Diferentemente do que acontece com humanos e grandes primatas, como os gorilas e os chimpanzés, o macaco rhesus não consegue reconhecer o próprio reflexo no espelho. O que não significa que ele não possa aprender. De acordo com um artigo publicado na revista Current Biology, o cérebro desse animal tem um mecanismo que permite desenvolver a habilidade de autoconhecimento, só é necessário que seja treinado. Foi o que fizeram cientistas do Instituto de Neurociência e do Laboratório de Neurobiologia Primata da Academia Chinesa de Ciência (CAS, siga em inglês), ambos na China.
“Nós queríamos tentar algo novo.

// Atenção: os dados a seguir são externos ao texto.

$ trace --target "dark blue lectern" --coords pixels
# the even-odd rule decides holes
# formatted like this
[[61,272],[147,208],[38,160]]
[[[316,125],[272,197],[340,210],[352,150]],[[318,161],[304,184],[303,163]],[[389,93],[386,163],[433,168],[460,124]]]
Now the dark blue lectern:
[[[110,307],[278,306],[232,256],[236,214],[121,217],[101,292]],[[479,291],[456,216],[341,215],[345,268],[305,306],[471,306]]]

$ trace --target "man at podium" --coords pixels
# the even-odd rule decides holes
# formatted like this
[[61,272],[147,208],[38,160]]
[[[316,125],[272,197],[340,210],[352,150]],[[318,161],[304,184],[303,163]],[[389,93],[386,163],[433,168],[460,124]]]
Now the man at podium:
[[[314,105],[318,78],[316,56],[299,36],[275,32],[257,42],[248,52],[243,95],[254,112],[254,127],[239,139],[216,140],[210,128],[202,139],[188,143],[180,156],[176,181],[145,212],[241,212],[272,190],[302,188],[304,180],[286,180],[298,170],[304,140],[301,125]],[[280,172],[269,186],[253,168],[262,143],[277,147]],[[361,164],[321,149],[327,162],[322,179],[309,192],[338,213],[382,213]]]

A capacidade desses macacos reconhecerem seu reflexo é importante para uma comparação cognitiva, e vinha sendo estudada por muito tempo sem sucesso”, conta Neng Gong, responsável pelo experimento feito com o auxílio de laser. Em outros métodos, os rhesus não foram aprovados no teste de se reconhecer no espelho. “Mesmo com todos os esforços de prolongar o tempo em frente ao objeto, de começar os testes com os animais ainda jovens ou de mudar o tamanho e a forma dos espelhos”, complementa o pesquisador.
O estudo dos circuitos neurológicos também é beneficiado com a pesquisa. “O autoconhecimento é uma das funções mais importantes do nosso cérebro, principalmente para comportamentos sociais — como simpatia e empatia — e para a linguagem. Saber como funcionam o autoconhecimento e a consciência é fundamental para entender mecanismos importantes do cérebro. Demonstrar que é possível treinar macacos para se reconhecerem no espelho nos dá a chance de estudar, em um animal, o que mudou nos circuitos neurológicos para que o autoconhecimento fosse desenvolvido”, explica Gong.
Francisco Mendes, professor do Departamento de Processos Psicológicos Básicos da Universidade de Brasília (UnB), exalta os resultados obtidos. “Eles mostram que, com esse método, é possível, sim, que o macaco consiga se reconhecer. E essa ação significa que o animal desenvolveu uma consciência. Além disso, mostra que há uma aplicabilidade em pacientes humanos que passam pela mesma situação por causa de lesões ou de um caso de demência avançada”, avalia.
ESTÍMULOS RECORRENTES Em estudos anteriores, os cientistas deram aos macacos rhesus, desde pequenos, espelhos de tamanhos e formas diferentes. Apesar do contato constante com o objeto, os animais não deram sinal de que reconheciam a própria imagem na superfície. Os pesquisadores ainda marcaram o rosto das cobaias com a intenção de que elas notassem a mudança quando se olhassem no espelho novamente, mas elas não tocaram nem examinaram a marca, comportamentos que, de acordo com o artigo, é feito por crianças a partir dos 2 anos.
No estudo conduzido na CAS, os macacos foram colocados em frente a espelhos e tiveram o rosto iluminado com um laser que causava uma sensação de incômodo. Depois de duas a cinco semanas sendo submetidos ao mesmo procedimento, os animais começaram a tocar os lugares marcados pela luz e a cheirar os seus dedos, o que, para os pesquisadores, pode ser uma maneira de tentar descobrir o que é aquilo que está em seu corpo.
Cinco de sete macacos treinados passaram a apresentar, em frente ao espelho, comportamentos semelhantes aos de outros grandes primatas e de seres humanos, reconhecendo a própria imagem e explorando outras partes do corpo por meio dos seus reflexos. Gong conta que o novo método com o laser mostra que “o sucesso do treinamento do sistema sensorial somático sustenta a ideia de que a integração de estímulos sensoriais tem um papel importante na capacidade de autorreconhecimento.”
O professor Francisco Mendes acredita que os resultados representam um avanço na área. “Às vezes, você consegue ensinar um animal a reproduzir um movimento, mas ele só faz, sem entender porque está executando aquilo. O treinamento foi eficiente por que, ao colocarem um macaco em frente a outro, como se aquele fosse seu reflexo, ele não apresentou o mesmo comportamento de tocar os lugares sinalizados”, explica.